So far, this is all straightforward. Other than initial values, we haven’t really deviated from our initial draft above. However, things get a little trickier when adding the input sample to this logic. In particular, if we want our input value to be aligned with the output of the memory read, memval, associated with x[n-N], then we’ll need to delay the input by one sample.

It’s not really that obvious why this would be so. Why does the input need to be delayed by a sample? The answer has to do with pipeline scheduling. So, let’s look at how the internal values within our algorithm get set on subsequent clocks, as shown in Fig 4.

Fig 4: Scheduling the moving average pipeline
Table, showing when the various values are getting assigned

This figure shows a list of all of our internal registers, binned within the clocks they are set within–starting on the clock before a particular sample, i_sample[t], is provided, t-1 until four clocks later at t+4. Hence, since memval depends upon rdaddr, it shows in the clock following the one when rdaddr gets set.

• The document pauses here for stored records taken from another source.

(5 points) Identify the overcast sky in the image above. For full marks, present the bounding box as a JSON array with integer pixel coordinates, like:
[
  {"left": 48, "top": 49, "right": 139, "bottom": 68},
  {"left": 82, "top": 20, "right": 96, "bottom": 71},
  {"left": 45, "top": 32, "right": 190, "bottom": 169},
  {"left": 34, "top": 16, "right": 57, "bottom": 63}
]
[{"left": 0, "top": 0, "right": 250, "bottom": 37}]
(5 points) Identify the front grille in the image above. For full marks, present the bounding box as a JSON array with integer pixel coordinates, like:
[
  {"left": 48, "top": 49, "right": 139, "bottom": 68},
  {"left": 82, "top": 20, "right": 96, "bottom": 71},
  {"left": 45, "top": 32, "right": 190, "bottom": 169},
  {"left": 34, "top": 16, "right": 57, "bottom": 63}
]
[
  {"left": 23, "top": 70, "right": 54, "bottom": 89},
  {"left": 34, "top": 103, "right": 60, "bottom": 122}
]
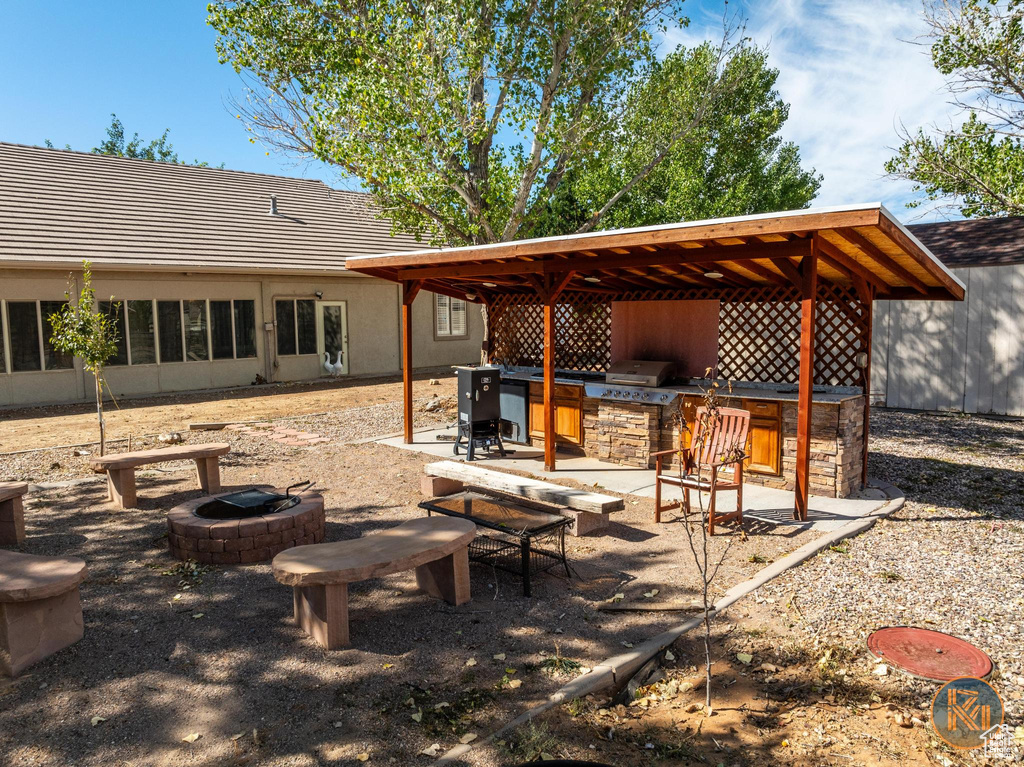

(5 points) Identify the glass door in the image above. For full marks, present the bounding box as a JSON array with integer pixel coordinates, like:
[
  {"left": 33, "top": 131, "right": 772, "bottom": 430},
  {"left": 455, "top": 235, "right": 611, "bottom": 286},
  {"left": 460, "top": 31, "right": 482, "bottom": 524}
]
[{"left": 316, "top": 301, "right": 348, "bottom": 376}]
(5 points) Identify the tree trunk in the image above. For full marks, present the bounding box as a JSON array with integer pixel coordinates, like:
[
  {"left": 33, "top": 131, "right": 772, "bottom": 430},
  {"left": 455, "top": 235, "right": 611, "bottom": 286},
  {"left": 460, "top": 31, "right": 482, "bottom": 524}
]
[{"left": 94, "top": 373, "right": 106, "bottom": 456}]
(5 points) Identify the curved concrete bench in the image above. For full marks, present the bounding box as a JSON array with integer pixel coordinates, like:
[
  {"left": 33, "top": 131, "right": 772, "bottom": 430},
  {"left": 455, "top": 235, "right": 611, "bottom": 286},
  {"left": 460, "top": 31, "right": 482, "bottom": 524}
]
[
  {"left": 89, "top": 442, "right": 231, "bottom": 509},
  {"left": 0, "top": 482, "right": 29, "bottom": 546},
  {"left": 272, "top": 517, "right": 476, "bottom": 650},
  {"left": 0, "top": 551, "right": 88, "bottom": 677}
]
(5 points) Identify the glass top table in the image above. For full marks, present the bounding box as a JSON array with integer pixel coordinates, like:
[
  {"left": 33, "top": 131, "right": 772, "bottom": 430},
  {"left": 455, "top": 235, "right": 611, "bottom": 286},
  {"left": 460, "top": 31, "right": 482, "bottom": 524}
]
[{"left": 420, "top": 492, "right": 573, "bottom": 597}]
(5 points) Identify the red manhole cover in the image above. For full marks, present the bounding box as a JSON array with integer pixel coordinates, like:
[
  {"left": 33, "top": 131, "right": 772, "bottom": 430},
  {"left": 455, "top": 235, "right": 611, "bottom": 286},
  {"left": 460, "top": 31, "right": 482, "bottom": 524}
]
[{"left": 867, "top": 626, "right": 992, "bottom": 682}]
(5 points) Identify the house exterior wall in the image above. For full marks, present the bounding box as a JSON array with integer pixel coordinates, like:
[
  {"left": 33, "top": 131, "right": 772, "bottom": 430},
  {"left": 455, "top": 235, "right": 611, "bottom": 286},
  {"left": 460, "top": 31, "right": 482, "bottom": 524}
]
[
  {"left": 870, "top": 264, "right": 1024, "bottom": 416},
  {"left": 0, "top": 269, "right": 483, "bottom": 407}
]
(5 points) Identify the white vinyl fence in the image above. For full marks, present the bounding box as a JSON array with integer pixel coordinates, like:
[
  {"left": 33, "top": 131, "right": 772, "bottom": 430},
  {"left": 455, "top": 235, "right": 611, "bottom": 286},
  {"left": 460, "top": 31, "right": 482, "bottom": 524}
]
[{"left": 871, "top": 264, "right": 1024, "bottom": 416}]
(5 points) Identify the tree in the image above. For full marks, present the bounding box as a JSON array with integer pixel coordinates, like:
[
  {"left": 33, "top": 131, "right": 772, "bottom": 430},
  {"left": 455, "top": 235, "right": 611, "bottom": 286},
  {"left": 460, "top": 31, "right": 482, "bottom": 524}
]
[
  {"left": 49, "top": 261, "right": 118, "bottom": 456},
  {"left": 209, "top": 0, "right": 770, "bottom": 245},
  {"left": 531, "top": 44, "right": 821, "bottom": 235},
  {"left": 45, "top": 113, "right": 224, "bottom": 168},
  {"left": 886, "top": 0, "right": 1024, "bottom": 218}
]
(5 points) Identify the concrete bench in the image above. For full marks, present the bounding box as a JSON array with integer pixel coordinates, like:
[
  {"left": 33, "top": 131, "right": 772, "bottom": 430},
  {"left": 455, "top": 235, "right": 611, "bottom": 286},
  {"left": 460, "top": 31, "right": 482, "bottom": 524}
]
[
  {"left": 0, "top": 482, "right": 29, "bottom": 546},
  {"left": 272, "top": 517, "right": 476, "bottom": 650},
  {"left": 0, "top": 551, "right": 88, "bottom": 677},
  {"left": 89, "top": 442, "right": 231, "bottom": 509},
  {"left": 422, "top": 461, "right": 625, "bottom": 536}
]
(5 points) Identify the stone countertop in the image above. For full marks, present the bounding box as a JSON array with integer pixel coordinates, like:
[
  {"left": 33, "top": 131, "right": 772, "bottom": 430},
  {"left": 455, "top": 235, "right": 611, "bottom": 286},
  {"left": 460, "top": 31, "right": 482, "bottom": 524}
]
[{"left": 501, "top": 370, "right": 863, "bottom": 404}]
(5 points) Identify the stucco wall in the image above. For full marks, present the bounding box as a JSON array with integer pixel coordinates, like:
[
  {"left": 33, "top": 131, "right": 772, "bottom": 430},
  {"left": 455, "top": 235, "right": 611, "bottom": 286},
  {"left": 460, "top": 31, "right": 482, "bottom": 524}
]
[{"left": 0, "top": 269, "right": 483, "bottom": 407}]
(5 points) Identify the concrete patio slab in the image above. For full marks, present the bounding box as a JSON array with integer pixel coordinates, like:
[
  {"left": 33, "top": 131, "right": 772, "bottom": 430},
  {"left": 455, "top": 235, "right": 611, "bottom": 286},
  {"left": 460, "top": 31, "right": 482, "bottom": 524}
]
[{"left": 377, "top": 429, "right": 886, "bottom": 532}]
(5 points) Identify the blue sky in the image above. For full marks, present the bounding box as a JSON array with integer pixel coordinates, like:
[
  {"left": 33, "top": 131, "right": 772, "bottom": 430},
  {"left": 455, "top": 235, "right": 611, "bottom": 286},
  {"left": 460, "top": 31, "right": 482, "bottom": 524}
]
[{"left": 0, "top": 0, "right": 950, "bottom": 219}]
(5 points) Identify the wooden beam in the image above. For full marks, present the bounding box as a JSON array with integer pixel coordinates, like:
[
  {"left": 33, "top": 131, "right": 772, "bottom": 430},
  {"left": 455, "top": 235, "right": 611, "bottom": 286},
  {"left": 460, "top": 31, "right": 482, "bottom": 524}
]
[
  {"left": 396, "top": 240, "right": 810, "bottom": 280},
  {"left": 794, "top": 245, "right": 819, "bottom": 521},
  {"left": 836, "top": 229, "right": 928, "bottom": 293},
  {"left": 401, "top": 282, "right": 421, "bottom": 444}
]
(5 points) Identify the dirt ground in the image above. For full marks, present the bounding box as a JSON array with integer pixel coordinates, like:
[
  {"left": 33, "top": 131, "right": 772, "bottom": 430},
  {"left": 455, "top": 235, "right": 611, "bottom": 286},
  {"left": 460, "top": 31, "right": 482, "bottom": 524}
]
[
  {"left": 0, "top": 369, "right": 455, "bottom": 453},
  {"left": 0, "top": 385, "right": 808, "bottom": 767}
]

Likewise, since the memory is set following the write address being set, mem[wraddr] gets set following wraddr.

While our presentation through the code below is going to be in chronological order, from time t through t+4, the chart above was built/scheduled backwards. o_result is the rounded version of acc. It took one clock to calculate. acc is the sum of the last accumulator and the result of the subtraction, sub. Further, we know that we want to subtract our new input value from the last memory value, memval, etc.

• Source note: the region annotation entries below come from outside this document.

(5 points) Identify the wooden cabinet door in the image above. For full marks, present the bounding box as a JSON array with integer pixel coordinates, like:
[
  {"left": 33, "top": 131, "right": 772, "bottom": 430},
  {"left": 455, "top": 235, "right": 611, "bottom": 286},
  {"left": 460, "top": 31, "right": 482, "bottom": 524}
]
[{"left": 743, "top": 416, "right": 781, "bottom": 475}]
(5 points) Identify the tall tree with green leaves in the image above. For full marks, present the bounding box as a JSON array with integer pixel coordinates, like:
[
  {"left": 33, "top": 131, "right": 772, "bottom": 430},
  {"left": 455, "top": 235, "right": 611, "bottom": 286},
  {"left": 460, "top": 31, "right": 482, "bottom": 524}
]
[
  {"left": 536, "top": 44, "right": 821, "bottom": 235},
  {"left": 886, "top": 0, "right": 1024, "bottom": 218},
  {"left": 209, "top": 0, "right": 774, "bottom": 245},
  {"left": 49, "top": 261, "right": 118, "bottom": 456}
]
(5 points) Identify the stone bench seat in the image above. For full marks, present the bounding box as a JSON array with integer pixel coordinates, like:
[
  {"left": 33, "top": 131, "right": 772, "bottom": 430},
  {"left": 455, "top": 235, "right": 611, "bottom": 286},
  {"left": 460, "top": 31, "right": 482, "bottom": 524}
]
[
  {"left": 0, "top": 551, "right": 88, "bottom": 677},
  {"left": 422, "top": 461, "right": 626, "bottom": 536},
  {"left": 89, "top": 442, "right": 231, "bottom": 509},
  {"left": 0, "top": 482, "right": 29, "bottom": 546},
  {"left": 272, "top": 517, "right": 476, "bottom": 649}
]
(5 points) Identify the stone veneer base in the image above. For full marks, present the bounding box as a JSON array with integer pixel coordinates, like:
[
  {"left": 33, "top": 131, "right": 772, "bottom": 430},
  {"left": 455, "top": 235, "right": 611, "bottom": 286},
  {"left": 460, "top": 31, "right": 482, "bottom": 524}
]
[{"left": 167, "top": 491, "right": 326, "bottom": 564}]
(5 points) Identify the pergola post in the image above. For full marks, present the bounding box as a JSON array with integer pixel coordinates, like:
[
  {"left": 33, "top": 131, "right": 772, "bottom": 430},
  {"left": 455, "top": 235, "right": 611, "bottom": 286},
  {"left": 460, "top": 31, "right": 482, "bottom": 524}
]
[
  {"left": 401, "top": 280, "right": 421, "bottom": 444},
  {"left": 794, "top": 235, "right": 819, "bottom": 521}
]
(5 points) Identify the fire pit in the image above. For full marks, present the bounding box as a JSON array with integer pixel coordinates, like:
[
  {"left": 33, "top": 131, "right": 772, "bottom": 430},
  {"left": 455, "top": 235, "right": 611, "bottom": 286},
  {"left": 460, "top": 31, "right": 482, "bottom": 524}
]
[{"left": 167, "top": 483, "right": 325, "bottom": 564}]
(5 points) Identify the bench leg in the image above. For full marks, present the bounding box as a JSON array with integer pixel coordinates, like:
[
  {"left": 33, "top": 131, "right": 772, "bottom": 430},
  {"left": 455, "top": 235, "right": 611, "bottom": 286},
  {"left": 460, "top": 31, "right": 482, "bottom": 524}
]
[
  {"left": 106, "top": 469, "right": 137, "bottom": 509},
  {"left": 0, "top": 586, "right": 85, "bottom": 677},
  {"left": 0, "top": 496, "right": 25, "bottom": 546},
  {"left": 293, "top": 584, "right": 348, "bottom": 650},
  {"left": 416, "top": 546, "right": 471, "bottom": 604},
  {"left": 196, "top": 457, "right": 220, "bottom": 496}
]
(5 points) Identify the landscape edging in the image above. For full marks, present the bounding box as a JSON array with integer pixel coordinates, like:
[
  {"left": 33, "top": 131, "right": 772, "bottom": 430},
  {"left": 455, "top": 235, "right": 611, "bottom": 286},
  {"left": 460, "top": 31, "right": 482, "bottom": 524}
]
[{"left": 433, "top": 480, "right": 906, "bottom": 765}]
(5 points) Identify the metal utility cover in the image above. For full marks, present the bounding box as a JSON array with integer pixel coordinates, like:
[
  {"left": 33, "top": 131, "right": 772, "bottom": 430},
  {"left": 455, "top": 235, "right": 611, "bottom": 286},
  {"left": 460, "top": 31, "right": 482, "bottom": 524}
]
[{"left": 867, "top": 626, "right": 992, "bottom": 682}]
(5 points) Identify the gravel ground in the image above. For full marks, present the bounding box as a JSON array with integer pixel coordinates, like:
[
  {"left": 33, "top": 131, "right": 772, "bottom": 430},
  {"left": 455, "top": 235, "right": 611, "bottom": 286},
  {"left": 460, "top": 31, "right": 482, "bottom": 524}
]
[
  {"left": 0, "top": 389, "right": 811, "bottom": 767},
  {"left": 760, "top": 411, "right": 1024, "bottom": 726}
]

So why do we have the register preval in this pipeline chart? It doesn’t seem to do anything, so why is it there?

The answer is simple: we needed to delay the input by one clock in order to get it to line up with the memory that was just written and then read.

For example, let’s suppose we only wished to average one element–a pass-through filter. Hence, we’d want to add our new value, x[n], and subtract the prior value, x[n-1], delayed by only one clock. Given that’s what we want to do, let’s follow that new value through this pipeline schedule in Fig 5 below.

Fig 5: Tracing the last sample through the moving average pipeline
Table, showing when the various values are getting assigned

i_sample[t-1] shows up at time t-1, and gets written into memory, mem[wraddr], at time t. It can then be read at time t+1 into memval, and then subtracted from the new value at t+2 to create sub. This time, t+2, is the earliest the last value can be read back from memory. This is also the time when we need our new value, x[n]–one clock after it shows up. To get the new sample value from when it is given to us into this clock period, we need to delay it by a single cycle, placing it into preval for that purpose.

The logic necessary to do this is trivial–unlike the reasoning behind it above.

initial	preval = 0;
always @(posedge i_clk)
	if (i_reset)
		preval <= 0;
	else if (i_ce)
		preval <= i_sample;

The other thing we’re going to need to know, at the same time we want to know the value we just read from memory, is whether we’ve written enough times to the memory for the values read out of the memory to be valid. I’ve chosen to call this full, to indicate that the tapped-delay line memory has been filled.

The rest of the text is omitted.